The method you should use is linear_regression (https://www.quantopian.com/docs/api-reference/pipeline-api-reference#zipline.pipeline.Factor.linear_regression). That method will perform a linear least-squares regression for two sets of values. The target, or independent values, can be either a single 1D set of values (eg SPY returns), or a a 2D set of values which the method then pairs asset by asset. The method returns a factor with 5 outputs

  • alpha (intercept)
  • beta (slope)
  • r_value
  • p_value
  • stderr

The method is equivalent to the scipy.stats.linregress method (https://docs.scipy.org/doc/scipy/reference/generated/scipy.stats.linregress.html#scipy.stats.linregress). The outputs are named a bit different though to align with the conventional investing terms.

I couldn't discern what values you were trying to regress from the notebook above. So, let's use the example of regressing returns against the returns of SPY. This will return the Alpha, Beta, and other attributes of the regression. A pipeline like below would work for that


def make_spy_correlation_pipeline():  
    # Universe we wish to trade  
    my_universe = Q500US()  
    spy = symbols('SPY')

    # Ensure we include SPY in our universe  
    total_universe = my_universe | StaticAssets([spy])
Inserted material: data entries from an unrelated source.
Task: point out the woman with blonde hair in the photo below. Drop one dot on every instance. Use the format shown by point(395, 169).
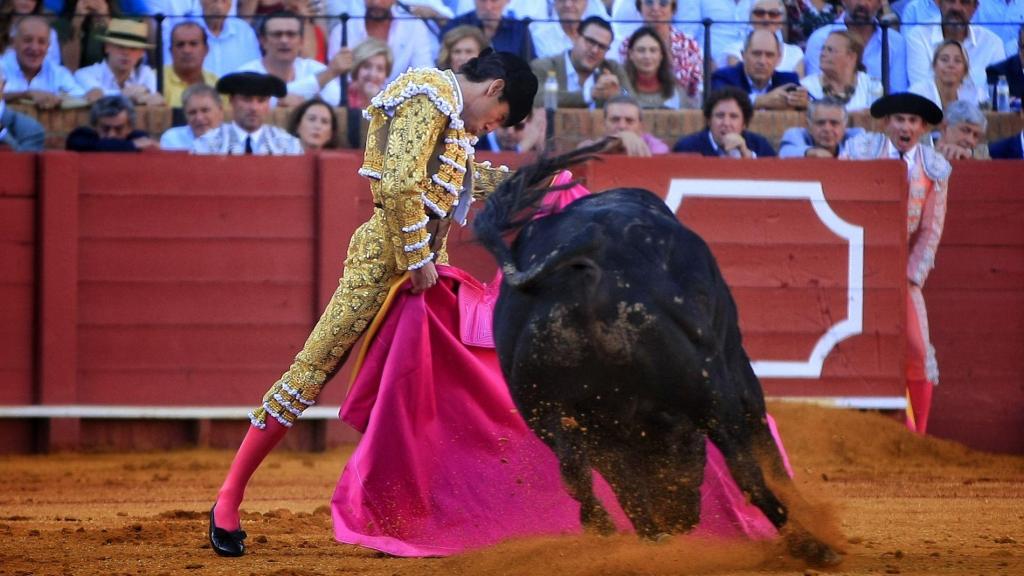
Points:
point(950, 77)
point(372, 62)
point(460, 44)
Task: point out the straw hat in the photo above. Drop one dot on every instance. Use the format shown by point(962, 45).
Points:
point(130, 34)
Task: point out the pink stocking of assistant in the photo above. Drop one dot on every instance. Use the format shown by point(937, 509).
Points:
point(255, 447)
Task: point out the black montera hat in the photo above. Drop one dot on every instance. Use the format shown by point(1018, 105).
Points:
point(907, 103)
point(252, 84)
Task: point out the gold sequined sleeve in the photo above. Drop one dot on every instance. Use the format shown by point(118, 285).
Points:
point(486, 178)
point(413, 134)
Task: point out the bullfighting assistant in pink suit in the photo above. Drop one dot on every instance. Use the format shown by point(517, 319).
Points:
point(445, 462)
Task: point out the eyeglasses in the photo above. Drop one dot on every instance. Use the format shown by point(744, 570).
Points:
point(279, 34)
point(595, 44)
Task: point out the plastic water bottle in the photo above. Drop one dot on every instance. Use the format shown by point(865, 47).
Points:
point(1001, 94)
point(551, 91)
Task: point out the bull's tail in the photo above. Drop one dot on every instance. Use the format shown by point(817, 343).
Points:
point(515, 202)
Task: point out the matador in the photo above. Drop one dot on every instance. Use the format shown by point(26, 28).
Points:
point(420, 162)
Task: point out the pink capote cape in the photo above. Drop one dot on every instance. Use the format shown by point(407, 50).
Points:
point(445, 462)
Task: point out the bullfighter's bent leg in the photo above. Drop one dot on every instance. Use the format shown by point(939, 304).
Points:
point(369, 274)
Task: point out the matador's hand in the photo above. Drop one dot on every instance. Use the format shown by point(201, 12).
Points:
point(424, 278)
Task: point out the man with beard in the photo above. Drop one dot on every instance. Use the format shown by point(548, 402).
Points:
point(906, 118)
point(122, 72)
point(859, 18)
point(249, 94)
point(825, 134)
point(281, 38)
point(586, 77)
point(983, 46)
point(411, 41)
point(203, 113)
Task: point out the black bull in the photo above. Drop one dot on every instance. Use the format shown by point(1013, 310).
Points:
point(620, 342)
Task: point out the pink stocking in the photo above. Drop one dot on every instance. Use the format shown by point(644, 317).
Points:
point(255, 447)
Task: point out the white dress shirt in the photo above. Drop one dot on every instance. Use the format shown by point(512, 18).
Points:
point(861, 98)
point(178, 137)
point(983, 48)
point(100, 76)
point(50, 78)
point(413, 45)
point(304, 83)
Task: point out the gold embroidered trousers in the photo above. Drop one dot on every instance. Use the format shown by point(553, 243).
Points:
point(370, 271)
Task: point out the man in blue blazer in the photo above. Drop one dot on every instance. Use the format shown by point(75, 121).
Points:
point(757, 76)
point(1012, 68)
point(727, 113)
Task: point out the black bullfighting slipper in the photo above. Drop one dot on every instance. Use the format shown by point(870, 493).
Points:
point(224, 542)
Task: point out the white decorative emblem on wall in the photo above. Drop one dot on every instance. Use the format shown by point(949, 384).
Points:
point(680, 189)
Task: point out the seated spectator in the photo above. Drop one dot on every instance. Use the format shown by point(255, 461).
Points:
point(188, 50)
point(648, 69)
point(770, 15)
point(315, 125)
point(1012, 68)
point(526, 136)
point(1009, 149)
point(981, 46)
point(122, 72)
point(281, 37)
point(727, 114)
point(685, 58)
point(412, 43)
point(460, 45)
point(18, 132)
point(552, 38)
point(586, 78)
point(249, 94)
point(963, 129)
point(503, 33)
point(371, 68)
point(825, 134)
point(112, 128)
point(11, 12)
point(204, 112)
point(859, 18)
point(839, 73)
point(230, 41)
point(624, 126)
point(30, 76)
point(949, 81)
point(80, 27)
point(757, 76)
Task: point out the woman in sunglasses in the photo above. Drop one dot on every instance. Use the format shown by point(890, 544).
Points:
point(770, 14)
point(685, 56)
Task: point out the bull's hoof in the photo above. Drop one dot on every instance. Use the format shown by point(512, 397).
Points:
point(813, 551)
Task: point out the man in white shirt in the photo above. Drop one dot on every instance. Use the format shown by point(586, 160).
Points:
point(30, 75)
point(250, 94)
point(859, 17)
point(122, 72)
point(983, 46)
point(203, 113)
point(413, 45)
point(281, 38)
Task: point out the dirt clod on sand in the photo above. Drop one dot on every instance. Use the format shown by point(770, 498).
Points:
point(899, 504)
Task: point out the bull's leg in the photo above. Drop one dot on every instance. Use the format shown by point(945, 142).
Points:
point(576, 469)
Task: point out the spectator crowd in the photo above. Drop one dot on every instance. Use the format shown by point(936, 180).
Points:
point(222, 66)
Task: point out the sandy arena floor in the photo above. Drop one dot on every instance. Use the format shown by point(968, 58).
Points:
point(905, 505)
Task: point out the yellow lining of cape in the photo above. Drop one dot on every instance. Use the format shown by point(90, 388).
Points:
point(374, 326)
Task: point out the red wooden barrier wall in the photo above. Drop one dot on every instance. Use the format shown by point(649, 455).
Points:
point(173, 280)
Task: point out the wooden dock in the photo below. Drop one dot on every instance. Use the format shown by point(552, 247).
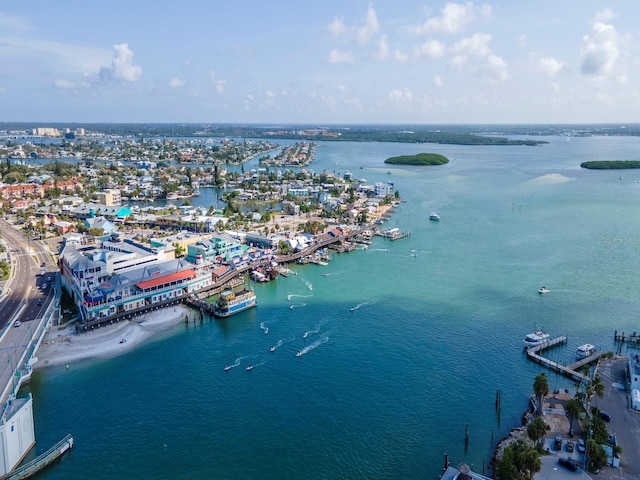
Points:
point(41, 461)
point(568, 371)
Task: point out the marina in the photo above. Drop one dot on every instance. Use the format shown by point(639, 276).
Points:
point(569, 371)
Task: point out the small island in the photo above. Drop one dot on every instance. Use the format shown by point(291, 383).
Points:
point(611, 164)
point(418, 159)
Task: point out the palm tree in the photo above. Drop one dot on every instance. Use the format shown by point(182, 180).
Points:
point(572, 408)
point(537, 429)
point(540, 389)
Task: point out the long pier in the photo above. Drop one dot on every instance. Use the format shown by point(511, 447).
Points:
point(41, 461)
point(568, 371)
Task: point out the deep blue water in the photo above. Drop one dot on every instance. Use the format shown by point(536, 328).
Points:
point(385, 390)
    # Create any needed factors.  
    # Get the 2 day returns for each asset (including SPY)  
    returns = Returns(window_length=2)

    # Now make a 'slice' of data representing just the returns of SPY  
    spy_returns = returns[spy]

    # Use the 'linear_regression' method to get all the regression attributes  
    # for each asset returns vs SPY returns.  
    # Check the regression over the past quarter (about 63 trading days)  
    # We don't really need to use a mask but it sometimes speeds things up  
    regression = returns.linear_regression(target=spy_returns, regression_length=63, mask=total_universe)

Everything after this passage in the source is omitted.